Imagine a seguinte cena: um criminoso diante do Supremo Tribunal onde está sendo julgado; mas, ao invés de se colocar em sua condição de réu e a admitir a sua culpa, ele começa julgar o juiz e atribuir-lhe a culpa dos crimes que o próprio criminoso cometeu! Essa atitude seria no mínimo absurda, não é mesmo? Pois é isso que as pessoas fazem diariamente quando culpam a Deus pelo mal existente no mundo. Elas estão tão cegas que nem se dão conta de que quem está sob julgamento são elas própria e não Deus. Ele é o Juiz Supremo de toda a terra e os homens são todos culpados diante dEle.

“Pois desde a criação do mundo os atributos invisíveis de Deus, seu eterno poder e sua natureza divina, têm sido vistos claramente, sendo compreendidos por meio das coisas criadas, de forma que tais homens são indesculpáveis” (Rm 1:20)

A terceira resposta usada para explicar a existência do mal é que Deus não pode impedir o mal. Ele até gostaria, mas simplesmente não pode interferir. Ele está amordaçado. Esse argumento é tão antibíblico quanto os outros e é assustador que ele seja defendido por tantos cristãos. Esse argumento fere diretamente a Soberania de Deus e coloca o homem no lugar que pertence a Deus. Se Deus tem de se sujeitar à vontade humana, logo Ele não é o Todo-Poderoso, como a Bíblia afirma. E se Deus, não pode interferir no curso da história estamos perdidos porque quem garante que no fim das contas Seus planos serão cumpridos? Já que a história segue seu próprio rumo e Deus está sujeito a ela, que esperança nós temos? Isso é no mínimo desesperador. Significa que Deus não tem o total controle do mundo, logo, nós não temos garantia alguma. Estamos à mercê do acaso.
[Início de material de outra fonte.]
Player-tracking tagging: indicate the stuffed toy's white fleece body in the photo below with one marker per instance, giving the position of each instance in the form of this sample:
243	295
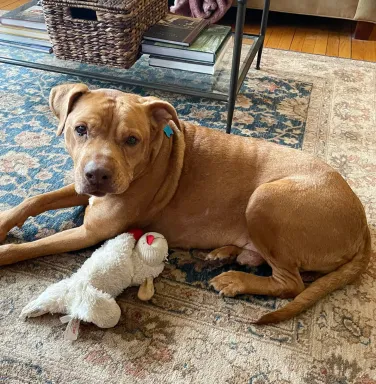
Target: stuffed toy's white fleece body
88	295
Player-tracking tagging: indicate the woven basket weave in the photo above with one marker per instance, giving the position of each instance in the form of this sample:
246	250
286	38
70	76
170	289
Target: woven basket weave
102	32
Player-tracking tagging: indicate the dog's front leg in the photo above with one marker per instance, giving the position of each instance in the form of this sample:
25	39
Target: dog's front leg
62	198
69	240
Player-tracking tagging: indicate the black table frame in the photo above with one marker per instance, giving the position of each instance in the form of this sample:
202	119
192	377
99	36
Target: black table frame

Isso é desolador e não se assemelha em nada com o Evangelho da esperança (Rm 5:5).

Deus afirma:

“Eu sou Deus, e não há outro semelhante a mim. Que anuncio o fim desde o princípio, e desde a antiguidade as coisas que ainda não sucederam; que digo: O meu conselho será firme, e farei toda a minha vontade” (Is 46:9-10)
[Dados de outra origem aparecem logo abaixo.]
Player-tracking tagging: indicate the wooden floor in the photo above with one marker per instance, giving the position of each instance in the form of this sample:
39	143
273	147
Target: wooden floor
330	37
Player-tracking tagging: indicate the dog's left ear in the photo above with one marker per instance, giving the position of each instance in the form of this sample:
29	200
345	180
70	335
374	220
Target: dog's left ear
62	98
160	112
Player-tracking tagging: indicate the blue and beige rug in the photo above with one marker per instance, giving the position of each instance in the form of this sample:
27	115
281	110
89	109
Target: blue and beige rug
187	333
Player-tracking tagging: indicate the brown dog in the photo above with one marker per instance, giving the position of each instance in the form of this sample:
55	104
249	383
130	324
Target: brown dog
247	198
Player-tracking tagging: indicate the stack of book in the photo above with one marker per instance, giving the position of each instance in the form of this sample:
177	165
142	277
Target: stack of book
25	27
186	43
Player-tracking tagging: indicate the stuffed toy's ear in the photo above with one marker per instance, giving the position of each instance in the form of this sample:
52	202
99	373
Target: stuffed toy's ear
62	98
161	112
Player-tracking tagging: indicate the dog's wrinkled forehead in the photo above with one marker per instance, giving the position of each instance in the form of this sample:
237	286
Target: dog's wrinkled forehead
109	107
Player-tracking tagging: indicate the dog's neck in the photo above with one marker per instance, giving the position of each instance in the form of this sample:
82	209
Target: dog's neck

A Bíblia nos revela que Deus é Soberano, isso significa que Ele não está sujeito a nada nem a ninguém. Deus é o único Ser supremo e independente. Somente Ele tem o direito e o poder de fazer absolutamente o que Lhe agrada. Isso é muito curioso porque por mais independentes que os seres humanos afirmem ser, tal afirmação é totalmente absurda à luz da realidade na qual estamos inseridos.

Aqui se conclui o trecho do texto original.